A distance informal command in the Fortinet Fortisiem is warning about the injection defect, which has an in-wound explopite code, which is important for admin for implementing the latest security updates.
Fortisiem is a central security monitoring and analytics system used for logging, network telemetry and security phenomena alert, which serves as an integral part of safety operating centers, where it is an essential tool in the hands of IT OPS teams and analysts.
The product is usually used by governments, large enterprises, financial institutions, healthcare providers and managed security service providers (MSSPS).
Dosha, CVE-2025-25256 was tracked and rated critical (CVSS: 9.8), affects several branches of Siem from 5.4 to 7.3.
“OS command (‘OS command injection’ in Fortisiem) can allow an inappropriate neutrality of special elements used in vulnerability (CWE-78) to allow an unauthorized attacker to execute unauthorized codes or orders through CLI requests,” Describes fortinet,
While Fortinet did not clarify that the defect was exploited as zero-day, he confirmed that the functional exploitation code exists for the defect.

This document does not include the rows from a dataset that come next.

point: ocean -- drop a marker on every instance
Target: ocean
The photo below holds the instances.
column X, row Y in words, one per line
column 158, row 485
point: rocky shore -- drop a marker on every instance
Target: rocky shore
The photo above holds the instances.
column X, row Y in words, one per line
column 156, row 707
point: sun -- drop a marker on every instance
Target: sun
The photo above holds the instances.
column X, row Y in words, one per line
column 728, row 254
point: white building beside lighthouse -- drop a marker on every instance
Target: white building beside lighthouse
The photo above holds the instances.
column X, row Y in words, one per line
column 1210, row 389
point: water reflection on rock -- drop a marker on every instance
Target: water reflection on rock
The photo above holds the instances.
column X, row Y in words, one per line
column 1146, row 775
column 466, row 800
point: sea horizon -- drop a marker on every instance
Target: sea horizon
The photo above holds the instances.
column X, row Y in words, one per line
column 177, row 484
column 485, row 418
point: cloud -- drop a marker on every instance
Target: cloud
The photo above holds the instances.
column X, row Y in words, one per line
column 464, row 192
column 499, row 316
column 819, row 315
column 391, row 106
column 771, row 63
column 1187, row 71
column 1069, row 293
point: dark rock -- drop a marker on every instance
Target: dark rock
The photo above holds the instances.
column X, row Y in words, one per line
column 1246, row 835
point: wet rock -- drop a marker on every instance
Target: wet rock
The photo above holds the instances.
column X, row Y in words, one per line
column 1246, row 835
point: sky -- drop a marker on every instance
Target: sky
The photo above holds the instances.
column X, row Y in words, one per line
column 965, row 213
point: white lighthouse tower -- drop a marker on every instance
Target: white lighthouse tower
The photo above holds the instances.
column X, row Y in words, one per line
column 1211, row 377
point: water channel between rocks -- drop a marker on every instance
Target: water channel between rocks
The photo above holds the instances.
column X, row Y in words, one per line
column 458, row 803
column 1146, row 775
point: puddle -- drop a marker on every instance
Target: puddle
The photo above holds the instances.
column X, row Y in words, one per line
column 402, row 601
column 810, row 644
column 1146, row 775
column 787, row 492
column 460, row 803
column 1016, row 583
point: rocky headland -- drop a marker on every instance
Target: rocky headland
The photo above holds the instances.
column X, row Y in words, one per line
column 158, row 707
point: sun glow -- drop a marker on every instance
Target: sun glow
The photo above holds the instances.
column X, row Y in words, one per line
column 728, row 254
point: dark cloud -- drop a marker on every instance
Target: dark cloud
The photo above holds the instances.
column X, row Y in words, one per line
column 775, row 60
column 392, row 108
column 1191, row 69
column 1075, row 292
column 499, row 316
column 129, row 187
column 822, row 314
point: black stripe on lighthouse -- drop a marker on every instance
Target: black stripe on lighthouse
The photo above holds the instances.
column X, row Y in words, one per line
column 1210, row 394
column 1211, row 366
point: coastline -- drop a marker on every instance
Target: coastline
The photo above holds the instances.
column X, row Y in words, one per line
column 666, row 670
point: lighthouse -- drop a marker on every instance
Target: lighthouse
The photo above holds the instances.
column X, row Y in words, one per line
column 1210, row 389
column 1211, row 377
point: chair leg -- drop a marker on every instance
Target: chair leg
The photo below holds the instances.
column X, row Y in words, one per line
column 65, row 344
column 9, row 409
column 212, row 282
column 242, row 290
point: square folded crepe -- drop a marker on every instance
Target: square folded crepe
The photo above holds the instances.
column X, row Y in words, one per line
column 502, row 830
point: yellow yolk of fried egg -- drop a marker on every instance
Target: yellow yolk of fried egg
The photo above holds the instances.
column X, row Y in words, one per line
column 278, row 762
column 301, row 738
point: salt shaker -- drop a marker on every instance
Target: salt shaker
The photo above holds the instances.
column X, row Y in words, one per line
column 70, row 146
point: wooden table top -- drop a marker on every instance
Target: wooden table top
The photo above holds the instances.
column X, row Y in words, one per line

“The practical exploitation code for this vulnerability was found in the wild,” said the seller.
Fortinet says exploitation of this defect does not produce specific IOC to determine whether any equipment has been compromised.
This disclosure comes a day later when Granois warned a large-scale spike in the brutal-bale attacks that target Fortinet SSL VPN earlier this month, followed by a switch to Fortimainagar. The network Threat Intelligence Company warned that spikes of malicious traffic often occur before the disclosure of a new vulnerability.
It is not clear that the disclosure of CVE-2025-25256 of Fortinet is related to GRINOISE report.
Given the availability of concept of concept (POC), organizations will have to apply the latest security update for CVE-2025-25256, upgrading to one of the following Fortisiem versions as soon as possible:
- Fortisiem 7.3.2
- Fortisiem 7.2.6
- Fortisiem 7.1.8
- Fortisiem 7.0.4
- Fortisiem 6.7.10
Fortisiem versions 5.4 to 6.6 are also unsafe in all versions, but they are no longer supported and will not receive a patch for defects. Administrators managing old Fortisiem versions are advised to migrate in a new, actively supported release.
Fortinet also included a workaround to limit access to Phmonitor on Port 7900, showing that it is an entry point for malicious exploitation.
It is important to keep in mind that such work -raounds reduce exposure and buy time until they can be upgraded. However, they do not correct the underlying vulnerability.
The passwords broke in 46% of the atmosphere, almost doubled by 25% last year.
Picus Blue Report 2025 Now get a wider look at more conclusions on prevention, detection and data exfIs.